10/11/11: CGs over Norman

  I needed something to make up for the disappointment of not having anything to chase over the summer, and I got it late on the night of October 11, 2011.  Seeing distant flickers out the window, I pulled up Weather Underground's lightning product and noticed quite a few CGs in some storms off to the west.  They were inexplicably holding together in a cool, uninspiring environment for thunderstorms.  I tried a couple worthless, overly lit roadside spots in northern Norman before parking in a neighborhood off Tecumseh Road and walking down to the sidewalk.  There I was treated to a rapid succession of CGs in the distance to the west, as well as a couple closer strikes just to the northeast.  I finally got something like a good lightning photo with the nearest stroke.




The highlights of summer 2011 in WV

  In the midst of the unparalleled 2011 tornado season, I returned from the heart of Tornado Alley to my home in West Virginia, one of the least tornado-prone places east of the Rockies.  I missed out on the Joplin storm and the May 24th Oklahoma outbreak by a couple weeks.  With some Plains experience, I felt prepared to run down anything resembling a supercell that might go up within a couple hours' drive.  Unfortunately, there were two problems.  First, that didn't happen all summer.  Second, I wasted a considerable amount of time searching for any kind of summer work, which I never found despite several employers' promises.  Still, I managed to see a lot of the sky shows the Mountain State served up, however mediocre they were.  I even got my girlfriend to venture out to a garden-variety thunderstorm to catch a little lightning!  Being with her, my family, and my friends at home after a year in Norman made this an unforgettable summer.  It was much less memorable meteorologically, but here are some of the highlights.

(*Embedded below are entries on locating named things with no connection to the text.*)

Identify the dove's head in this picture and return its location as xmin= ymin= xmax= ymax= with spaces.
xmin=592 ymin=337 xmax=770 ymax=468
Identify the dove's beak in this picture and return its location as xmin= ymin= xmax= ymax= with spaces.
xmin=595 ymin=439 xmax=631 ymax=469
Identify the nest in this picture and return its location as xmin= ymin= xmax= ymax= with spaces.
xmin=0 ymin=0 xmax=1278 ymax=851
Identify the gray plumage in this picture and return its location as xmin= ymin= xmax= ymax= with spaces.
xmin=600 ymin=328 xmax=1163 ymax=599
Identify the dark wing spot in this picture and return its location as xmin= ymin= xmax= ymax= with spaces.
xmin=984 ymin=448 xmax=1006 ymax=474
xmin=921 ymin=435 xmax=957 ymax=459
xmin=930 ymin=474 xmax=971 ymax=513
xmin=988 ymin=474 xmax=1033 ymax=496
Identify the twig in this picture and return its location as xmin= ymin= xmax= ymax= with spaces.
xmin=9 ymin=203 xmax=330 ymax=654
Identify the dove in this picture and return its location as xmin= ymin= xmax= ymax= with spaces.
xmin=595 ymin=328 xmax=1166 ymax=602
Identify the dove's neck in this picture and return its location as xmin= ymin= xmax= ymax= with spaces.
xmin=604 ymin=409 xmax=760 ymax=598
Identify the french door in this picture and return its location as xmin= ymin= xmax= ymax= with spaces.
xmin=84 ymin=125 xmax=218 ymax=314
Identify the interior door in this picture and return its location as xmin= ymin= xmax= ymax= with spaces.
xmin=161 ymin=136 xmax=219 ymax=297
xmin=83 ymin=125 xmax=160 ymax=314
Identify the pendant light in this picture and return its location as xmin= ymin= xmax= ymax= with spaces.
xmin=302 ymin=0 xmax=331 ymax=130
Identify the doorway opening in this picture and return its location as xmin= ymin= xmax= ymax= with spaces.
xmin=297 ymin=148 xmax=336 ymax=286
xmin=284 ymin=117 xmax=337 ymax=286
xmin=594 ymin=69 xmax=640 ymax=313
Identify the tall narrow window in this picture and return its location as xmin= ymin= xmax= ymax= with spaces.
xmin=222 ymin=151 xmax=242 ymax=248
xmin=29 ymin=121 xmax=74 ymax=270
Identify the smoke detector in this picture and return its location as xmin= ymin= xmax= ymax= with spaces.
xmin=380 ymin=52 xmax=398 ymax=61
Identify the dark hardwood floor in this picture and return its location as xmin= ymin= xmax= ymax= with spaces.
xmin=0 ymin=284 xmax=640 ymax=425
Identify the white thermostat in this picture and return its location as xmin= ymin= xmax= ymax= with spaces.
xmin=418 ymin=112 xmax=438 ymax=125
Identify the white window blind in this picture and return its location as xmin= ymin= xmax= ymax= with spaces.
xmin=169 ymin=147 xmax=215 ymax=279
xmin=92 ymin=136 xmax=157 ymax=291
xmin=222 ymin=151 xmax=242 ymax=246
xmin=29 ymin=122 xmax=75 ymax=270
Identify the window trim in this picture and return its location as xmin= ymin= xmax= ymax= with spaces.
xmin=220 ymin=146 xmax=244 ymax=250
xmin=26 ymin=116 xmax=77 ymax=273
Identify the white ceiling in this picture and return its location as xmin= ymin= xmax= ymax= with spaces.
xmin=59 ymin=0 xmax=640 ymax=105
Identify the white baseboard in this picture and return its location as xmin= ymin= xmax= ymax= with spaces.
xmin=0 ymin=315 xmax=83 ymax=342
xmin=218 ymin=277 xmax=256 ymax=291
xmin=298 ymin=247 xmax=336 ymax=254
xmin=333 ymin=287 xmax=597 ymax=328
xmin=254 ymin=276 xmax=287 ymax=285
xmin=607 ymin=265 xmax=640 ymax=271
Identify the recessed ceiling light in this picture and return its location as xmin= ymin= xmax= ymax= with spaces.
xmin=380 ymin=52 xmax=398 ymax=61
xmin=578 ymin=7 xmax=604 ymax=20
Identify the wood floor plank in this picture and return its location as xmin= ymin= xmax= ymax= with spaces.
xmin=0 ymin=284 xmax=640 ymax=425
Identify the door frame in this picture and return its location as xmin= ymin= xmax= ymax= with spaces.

May 23:  The only CG I caught this night connected Milton, WV, with an unimpressive Cb.  Thanks to Heather for tolerating my obsession for a night :)


June 4:  It's always a good night when you can shoot anvil crawlers 50 feet up the street from your house.



June 21:  A modest squall line moved down I-64 into Scott Depot, WV; the most interesting feature was a shear funnel far in advance of the storms.  When the gust front hit (second shot), it was a bad day for trash cans up and down my street.



June 23:  Tornadic supercells in eastern Kentucky, one round early in the afternoon and another in the evening, fizzled but still brought severe winds well into West Virginia.  In order:  a panorama of Scott Depot before the evening storms; a shelf cloud begins swallowing the I-64 corridor; and an up-close view right up under the shelf in Nitro, WV.




July 11:  A weak squall line, the remnants of a derecho that struck the Chicago metro, was only a distraction from the real display--sunset mammatus like nothing I'd ever seen at home.